Dans les injonctions ministérielles toutes récentes sur la supposée reprise du travail des enseignants, il n’y a pas, par exemple, un « droit de retrait » pour les enseignants les plus âgés à partir de 55 ans et X années de services.
Brassant des kilos d’octets à la verticale, avec quantités d’ordres descendants, la machine n’a appliqué aucun des deux dictons cousins bien français : le Politique « gouverner c’est prévoir » et son homologue médical, « mieux vaut prévenir que guérir ». On espère très fort que le modèle idéal inconscient des décisions n’est pas encore celui d’un certain haut fonctionnaire, qui dédia son action à la conformité aux procédures voici huit décennies…

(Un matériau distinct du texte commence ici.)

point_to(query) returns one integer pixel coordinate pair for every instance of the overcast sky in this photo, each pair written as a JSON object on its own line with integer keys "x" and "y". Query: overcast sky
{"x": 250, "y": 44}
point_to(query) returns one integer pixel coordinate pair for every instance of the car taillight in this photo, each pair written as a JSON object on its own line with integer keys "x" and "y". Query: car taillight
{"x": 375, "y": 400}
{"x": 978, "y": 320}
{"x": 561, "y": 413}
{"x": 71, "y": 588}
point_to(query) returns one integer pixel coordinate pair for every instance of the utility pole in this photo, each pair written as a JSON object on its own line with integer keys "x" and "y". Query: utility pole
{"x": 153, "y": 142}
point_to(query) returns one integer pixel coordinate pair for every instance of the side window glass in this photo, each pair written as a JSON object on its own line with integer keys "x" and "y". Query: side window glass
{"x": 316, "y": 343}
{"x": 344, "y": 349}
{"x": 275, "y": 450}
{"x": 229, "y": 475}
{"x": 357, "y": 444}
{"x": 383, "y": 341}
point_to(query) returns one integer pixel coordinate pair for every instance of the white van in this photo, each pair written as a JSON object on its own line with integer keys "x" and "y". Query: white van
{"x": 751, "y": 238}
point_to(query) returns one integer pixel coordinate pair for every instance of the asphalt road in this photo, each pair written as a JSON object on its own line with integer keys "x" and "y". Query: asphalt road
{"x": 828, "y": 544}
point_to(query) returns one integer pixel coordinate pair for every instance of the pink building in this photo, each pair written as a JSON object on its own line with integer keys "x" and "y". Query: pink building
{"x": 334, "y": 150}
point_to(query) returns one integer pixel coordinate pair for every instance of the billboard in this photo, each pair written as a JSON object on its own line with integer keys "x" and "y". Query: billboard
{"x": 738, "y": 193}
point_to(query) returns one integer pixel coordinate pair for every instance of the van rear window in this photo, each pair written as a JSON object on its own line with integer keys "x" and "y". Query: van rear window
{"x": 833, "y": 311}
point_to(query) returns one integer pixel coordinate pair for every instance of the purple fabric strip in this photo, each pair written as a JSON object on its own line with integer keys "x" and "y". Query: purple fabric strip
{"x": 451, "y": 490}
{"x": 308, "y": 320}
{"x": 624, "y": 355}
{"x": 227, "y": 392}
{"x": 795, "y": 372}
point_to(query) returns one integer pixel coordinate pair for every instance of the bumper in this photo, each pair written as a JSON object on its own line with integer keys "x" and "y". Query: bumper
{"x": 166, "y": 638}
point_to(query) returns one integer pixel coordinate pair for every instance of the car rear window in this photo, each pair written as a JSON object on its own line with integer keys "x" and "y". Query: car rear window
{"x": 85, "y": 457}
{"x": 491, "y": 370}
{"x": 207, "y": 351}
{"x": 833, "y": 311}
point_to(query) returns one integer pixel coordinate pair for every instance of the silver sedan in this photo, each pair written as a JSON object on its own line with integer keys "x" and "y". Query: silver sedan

Après des débuts erratiques, il semble que l’Etat essaie de se rattraper maintenant, et c’est bien. Dans ce cas, il pourrait donc a minima appliquer le « principe de précaution » vis-à-vis d’un corps de métier qui lui est directement relié (pour mémoire, le principe de précaution est entré dans notre Constitution en 1995). Car si ce corps lui doit obéissance, alors l’institution, elle, lui doit protection. Mais, si dans les jours qui viennent, un enseignant décide de ne pas reprendre son poste, en exerçant « le droit de retrait », ce droit présente des contraintes : il lui faudra des raisons médicales sérieuses, cataloguées et certifiées (comme si l’Etat était certain que cette liste était exhaustive. De surcroît, il y a vraisemblablement des enseignants qui ne connaissent pas toutes les pathologies dont ils sont porteurs). Pour les pouvoirs publics, fatigue et fragilité inhérentes à l’âge n’y suffisent pas. Ou alors, ils doivent justifier cela par exemple par des manquements concrets, tels que, trivialement, le manque de savon, de gel, etc…
On est bien là dans une machine, par définition, rigide qui, même en cette épidémie, n’a pas trouvé d’acteurs pour y prendre aussi en compte l’essentiel : le vivant. Un enseignant aimant ouvertement son métier et se sentant intimement fragile devrait donc produire des certificats médicaux précis… Dans les commentaires autours de la reprise de l’école, je n’ai pas entendu faire cas du risque de contagion qu’ils encourent.
On ne parle de risques que pour les élèves. Ces enseignants n’ont pourtant pas chômé pendant le confinement ; ils ont déployé en temps record un talent à faire travailler à distance même des petits de CP…et peuvent continuer sur ce mode. La parole d’un fonctionnaire correct, estimé, bien noté au fil de dizaines d’années, mais fatigué…ne serait donc rien ? Un serment sur l’honneur n’y suffit pas ? La confiance ? Les loyaux services ? Pour l’institution, chose aveugle, face à des personnes, ce qui prime même en cette cruelle épidémie… c’est le règlementaire, donc ?
Le Syndicat Sud Education semble être le tout premier à avoir réagi fermement, par un appel aux personnels de l’Education Nationale, à ne pas reprendre les cours le 11 mai, dans le cadre de leur droit de retrait ou de leur droit de grève, au détriment de leur santé. Et en effet, le « calcul » bénéfice-risque ici n’a pas lieu d’être, s’agissant d’un risque sérieux pour certains enseignants, même s’ils n’ont pas de pathologie avérée à prouver.
Paule Pérez
Cet article a été publié le 27 avril 2020 dans UP’Magazine.